While some passenger car back seats are built for comfort, the back seat in a police car is anything but accommodating. The smooth vinyl or hard plastic makes cleanup easier when the seats are covered in one or several human bodily fluids. The seat is cramped which forces suspects to sit very low or bend their heads down, discouraging an attack.

6 Steel Mesh Cage and Bulletproof Glass

Via: Fleet Safety

A combination of bulletproof glass, steel mesh cage, and steel plating is installed behind the front seats in a police vehicle to protect officers from aggressive prisoners in the back seat. Some moms might like the same feature on their passenger car to protect them from overactive kids seated in the back.

5 Equipment Stored in the Trunk

Via: autoevolution.com

Although some police cars have surveillance equipment in the trunk, many have bulky equipment needed at a crime scene, a first aid kit, a portable defibrillator, jumper cables, fire extinguisher, camera, a change of uniform, and other specialized tools.
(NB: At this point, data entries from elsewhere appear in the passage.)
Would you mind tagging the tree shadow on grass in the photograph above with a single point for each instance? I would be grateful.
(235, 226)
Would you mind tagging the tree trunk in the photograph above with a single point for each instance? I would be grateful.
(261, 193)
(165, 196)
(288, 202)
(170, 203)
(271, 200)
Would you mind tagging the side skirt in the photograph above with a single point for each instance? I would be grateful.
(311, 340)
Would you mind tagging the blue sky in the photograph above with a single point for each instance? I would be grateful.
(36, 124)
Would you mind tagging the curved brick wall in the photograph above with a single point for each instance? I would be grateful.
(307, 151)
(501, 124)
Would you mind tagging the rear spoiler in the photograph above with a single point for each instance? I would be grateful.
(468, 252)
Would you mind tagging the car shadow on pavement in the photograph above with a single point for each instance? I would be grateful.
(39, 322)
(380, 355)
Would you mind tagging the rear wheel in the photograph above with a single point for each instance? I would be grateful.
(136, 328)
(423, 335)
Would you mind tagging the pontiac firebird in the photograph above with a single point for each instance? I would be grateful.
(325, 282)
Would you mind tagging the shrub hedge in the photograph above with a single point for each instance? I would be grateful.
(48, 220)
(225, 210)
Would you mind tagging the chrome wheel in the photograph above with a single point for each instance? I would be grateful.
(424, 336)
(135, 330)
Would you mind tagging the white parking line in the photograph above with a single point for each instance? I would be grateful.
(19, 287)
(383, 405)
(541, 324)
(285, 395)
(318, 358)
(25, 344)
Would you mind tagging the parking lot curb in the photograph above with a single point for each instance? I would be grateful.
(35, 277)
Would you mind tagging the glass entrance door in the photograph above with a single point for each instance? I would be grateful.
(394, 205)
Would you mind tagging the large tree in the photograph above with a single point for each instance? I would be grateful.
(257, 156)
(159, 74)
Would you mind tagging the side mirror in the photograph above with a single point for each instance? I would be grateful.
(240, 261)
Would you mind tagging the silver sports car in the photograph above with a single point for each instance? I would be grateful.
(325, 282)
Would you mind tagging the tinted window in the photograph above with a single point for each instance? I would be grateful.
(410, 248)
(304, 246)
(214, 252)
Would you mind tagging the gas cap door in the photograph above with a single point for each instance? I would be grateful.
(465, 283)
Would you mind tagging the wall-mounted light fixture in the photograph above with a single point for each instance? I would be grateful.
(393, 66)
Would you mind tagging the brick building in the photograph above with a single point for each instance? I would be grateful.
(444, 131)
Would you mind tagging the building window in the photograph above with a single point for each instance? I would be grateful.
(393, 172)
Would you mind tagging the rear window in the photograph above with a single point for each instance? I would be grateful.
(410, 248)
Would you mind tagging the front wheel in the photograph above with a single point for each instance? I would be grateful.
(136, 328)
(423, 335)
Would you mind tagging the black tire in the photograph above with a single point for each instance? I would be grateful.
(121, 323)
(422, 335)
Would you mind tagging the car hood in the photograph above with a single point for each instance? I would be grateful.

Not found in the police car trunk are items typical of a passenger car like tennis rackets, golf clubs, roller blades, plastic baby toys, strollers, and the family cat that went missing two days before.

4 Red Interior Lights

Via: Top Speed

Passenger cars use white or subtle colors for interior lights except for those owners who want to create a Saturday Night Fever discotic effect inside the vehicle. Police car interior lights are switchable from typical white to red lighting. Red lights have less effect on night vision allowing officers to read a driver's license or other paperwork.

3 Heavy Duty Brakes

Via: YourMechanic

Momentum is an indication of how difficult it is to stop an object and is defined as the mass of an object times its velocity. Newton’s second law of motion states, something with more mass moving at the same acceleration as a lighter object requires more force to change its speed or direction.

Therefore, heavier police vehicles need more robust brakes to stop.

2 Data-Driven Approach to Crime and Traffic Safety

Via: MobileDemand

Police officers no longer need to “call in” a car license plate number and wait for the home office to run an outstanding warrant check. Modern-day police drive vehicles equipped with DDACTS technology. The high-tech surveillance system constantly snaps high-resolution photographs and syncs with the police database, allowing officers to identify and catch criminals more quickly.

1 Only Police Cars and Emergency Vehicles Have Sirens

Via: videoblocks.com

Police typically use specific sirens for different situations. They employ the classic "wail" on the open road when traveling at high speed and approaching an intersection. It penetrates the cabin of a vehicle better than other types of sirens, meaning drivers (even those with the radio blasting or wearing headphones) can hear it. In high-traffic situations, the "yelp," is used to encourage other vehicles to move out of the way.